Comparable sales data won’t give you the whole story on property values. You also need statistics on the direction of the neighborhood market, whether prices are heading up, down or sideways.
Tyson recommends you ask your agent to give you statistics on the median price of a home sold in the past month versus the prior month. Also ask for median price comparisons on an annual and yearly basis. These statistics should give you a good feel for the trend. Then use these data when crafting a bid for a property you like.
Also, Tyson recommends you seek out a highly motivated seller.
“Despite strong demand for property in hot metro areas, it’s still possible to find sellers who have an urgent need to move, perhaps due to a job change, a medical reversal or some other imperative,” he says.
-- Factor in your “personal economy” before deciding what to buy.
Would buying a well-priced home in a strong neighborhood be a good financial bet for your household if your monthly mortgage payments are more than you can afford? Absolutely not, Tyson says.

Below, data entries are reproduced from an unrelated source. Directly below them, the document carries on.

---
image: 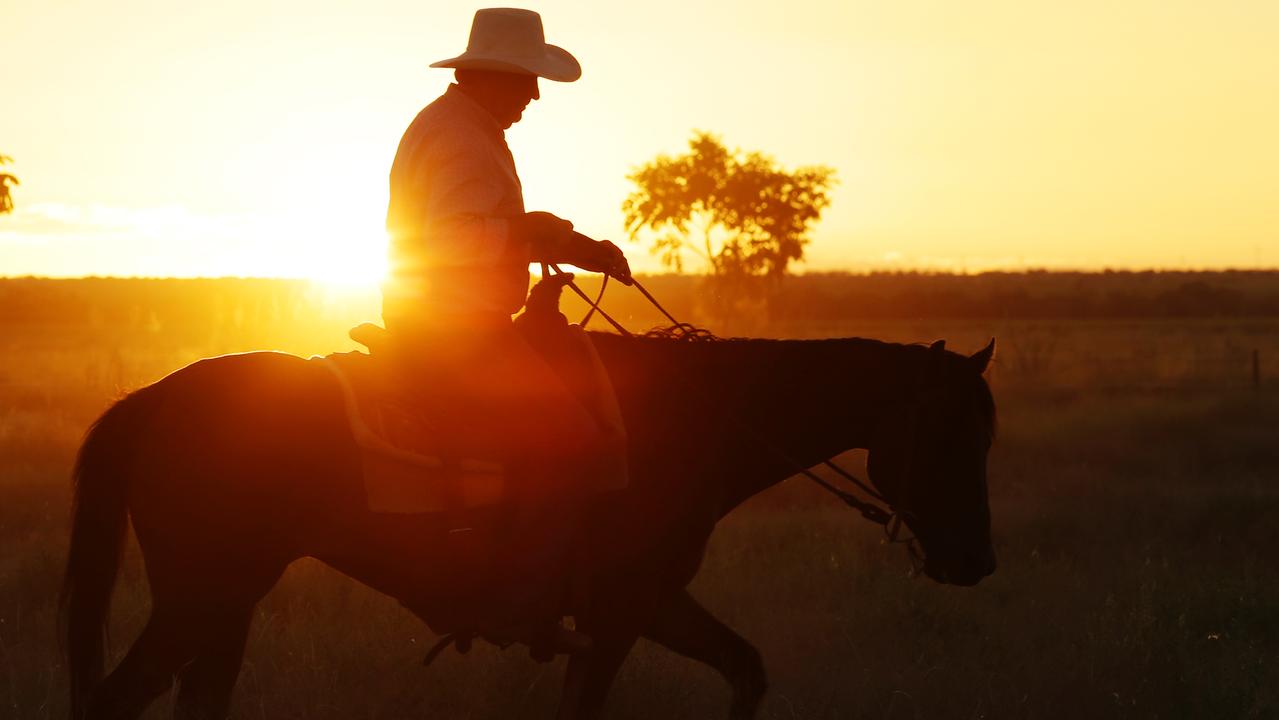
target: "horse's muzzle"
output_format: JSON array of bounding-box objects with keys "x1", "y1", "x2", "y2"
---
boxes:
[{"x1": 923, "y1": 545, "x2": 995, "y2": 587}]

Prevailing standards for mortgage approval remain rigorous. Yet it’s still possible for many buyers to qualify for a larger mortgage than their finances warrant, thereby placing them at risk of a future default. That’s because your lender doesn't have the full picture of your financial obligations and spending habits.

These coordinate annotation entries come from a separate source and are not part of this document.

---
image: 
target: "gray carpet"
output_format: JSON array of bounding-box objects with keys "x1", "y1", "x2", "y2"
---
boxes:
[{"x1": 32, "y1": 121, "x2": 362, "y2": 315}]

Before committing to any purchase, even to a small home bought at a bargain price, it’s always wise to review your budget and assess your level of employment security. Is your current job at risk? Do you have easily marketable skills that would allow you to quickly get another job if you had to?
“You probably have lots of job stability if you’re in a prime health care field. If you’re a doctor or registered nurse who loses one job, you’ll undoubtedly find another one quickly. But the picture is very different for people in many other fields, like retail sales,” Tyson says.
-- Don’t rush into a purchase under pressure.
Even today, there are neighborhoods where buyers were locked in fierce competition over available homes. Some properties are still selling just hours after going on the market. These are areas where offers are written hurriedly, perhaps on the hood of a car. In these select areas, it’s still common for sellers to receive multiple bids from buyers offering more than the asking price.
But in most places, buyers are gradually gaining bargaining power. And that spells opportunity.
“Impulse can be the enemy of an unenlightened homebuyer. Sure, you want to be competitive for a property you truly love. But always keep your hand on your wallet when you do,” Tyson says.